The Steamship Authority held a major evacuation drill aboard the MV Nantucket Monday morning in Fairhaven.
The exercise featured a marine evacuation system, or MES, comprised of a rapidly inflated slide and a 128-person open raft. A second 128-person raft was later deployed in the drill.
Charles Monteiro, SSA assistant port captain, oversaw the drill while Vlad Prato, North American manager for Liferaft Systems Australia, manufacturer of the MES used in the drill, instructed SSA personnel from the deck of the ferry and from within a life raft.
The SSA conducts one such drill each year, according to SSA spokesman Sean Driscoll, though not necessarily on the same vessel, and all MES equipment aboard SSA ferries is inspected yearly. The triangular slide and accompanying raft were launched Monday from the 01 deck, the deck just above the freight deck. SSA personnel and some visiting Massachusetts Maritime Academy cadets then luged through the tunnel-like slide into the raft. The doors to the MES, which are set in the broadside of the hull, were craned away ahead of time for the drill. In an emergency, however, they are jettisoned.
“We lose the doors,” Monteiro said. “The doors are sacrificial.”
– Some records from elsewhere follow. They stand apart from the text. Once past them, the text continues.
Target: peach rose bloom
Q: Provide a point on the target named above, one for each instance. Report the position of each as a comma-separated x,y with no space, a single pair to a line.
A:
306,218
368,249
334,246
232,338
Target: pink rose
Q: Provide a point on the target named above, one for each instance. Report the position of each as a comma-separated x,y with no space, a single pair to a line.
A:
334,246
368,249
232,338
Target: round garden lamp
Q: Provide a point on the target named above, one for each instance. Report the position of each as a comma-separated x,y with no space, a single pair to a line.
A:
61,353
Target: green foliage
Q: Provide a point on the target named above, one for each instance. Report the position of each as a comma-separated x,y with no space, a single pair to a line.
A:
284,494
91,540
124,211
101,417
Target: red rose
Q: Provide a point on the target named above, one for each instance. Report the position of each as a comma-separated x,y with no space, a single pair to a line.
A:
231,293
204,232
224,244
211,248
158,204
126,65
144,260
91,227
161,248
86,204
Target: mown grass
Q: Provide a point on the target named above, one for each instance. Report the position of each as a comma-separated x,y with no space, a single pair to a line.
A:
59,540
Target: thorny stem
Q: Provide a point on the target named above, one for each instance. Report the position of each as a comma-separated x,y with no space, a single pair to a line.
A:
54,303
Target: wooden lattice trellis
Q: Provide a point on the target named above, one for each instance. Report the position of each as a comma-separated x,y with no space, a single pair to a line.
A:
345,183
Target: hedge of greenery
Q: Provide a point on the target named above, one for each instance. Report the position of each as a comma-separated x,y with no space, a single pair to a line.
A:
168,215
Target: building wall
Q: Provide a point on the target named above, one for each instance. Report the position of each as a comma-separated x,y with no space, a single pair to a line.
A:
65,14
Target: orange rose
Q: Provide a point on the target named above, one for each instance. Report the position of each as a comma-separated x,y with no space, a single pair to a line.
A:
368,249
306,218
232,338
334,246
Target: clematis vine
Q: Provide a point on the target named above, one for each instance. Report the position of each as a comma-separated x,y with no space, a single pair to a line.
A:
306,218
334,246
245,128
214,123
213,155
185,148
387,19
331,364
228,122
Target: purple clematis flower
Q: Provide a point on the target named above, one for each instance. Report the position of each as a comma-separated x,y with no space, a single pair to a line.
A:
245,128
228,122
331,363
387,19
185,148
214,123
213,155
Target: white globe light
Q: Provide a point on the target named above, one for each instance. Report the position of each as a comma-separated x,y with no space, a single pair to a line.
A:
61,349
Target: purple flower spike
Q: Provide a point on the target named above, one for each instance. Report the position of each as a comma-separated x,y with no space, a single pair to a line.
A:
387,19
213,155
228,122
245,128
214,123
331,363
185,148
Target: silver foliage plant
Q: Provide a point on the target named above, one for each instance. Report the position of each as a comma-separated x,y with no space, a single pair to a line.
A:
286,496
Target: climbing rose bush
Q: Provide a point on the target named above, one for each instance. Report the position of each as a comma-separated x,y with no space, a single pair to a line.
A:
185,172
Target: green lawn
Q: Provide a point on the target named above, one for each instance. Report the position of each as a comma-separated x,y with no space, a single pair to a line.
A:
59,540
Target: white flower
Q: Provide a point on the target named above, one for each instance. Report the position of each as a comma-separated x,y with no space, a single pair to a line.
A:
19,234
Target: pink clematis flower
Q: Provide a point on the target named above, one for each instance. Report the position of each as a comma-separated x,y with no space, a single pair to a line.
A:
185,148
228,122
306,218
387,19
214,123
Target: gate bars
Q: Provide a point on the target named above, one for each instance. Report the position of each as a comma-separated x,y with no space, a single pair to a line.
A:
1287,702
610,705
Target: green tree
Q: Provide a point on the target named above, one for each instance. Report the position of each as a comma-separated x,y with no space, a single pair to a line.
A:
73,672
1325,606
The Nantucket has a complement of six rafts, each with 128-person capacity, Driscoll told The Times. The maximum passenger capacity is 752. Along with 16 crew, the life raft capacity and the maximum number of people aboard are both 768. The same type and brand of evacuation system is installed on the MV Eagle, MV Island Home, and MV Martha’s Vineyard, according to Driscoll.
A motor lifeboat from Station Menemsha monitored the drill alongside another Coast Guard boat. Tisbury harbormaster John Crocker came across with the motor lifeboat crew to observe the exercise.
The MES aboard the Nantucket is a coastal system, as opposed to an ocean system, which employs a canopy over the raft and is equipped with additional features, Prato said. The Nantucket’s MES is rated for force 6 wind on the Beaufort Scale, he said. Force 6 wind is considered a “strong breeze,” according to a NOAA Beaufort Scale website. Such wind makes waves of 8 to 13 feet, the site states.
The SSA has never had to use the system in an emergency onboard any of its ferries, Driscoll said.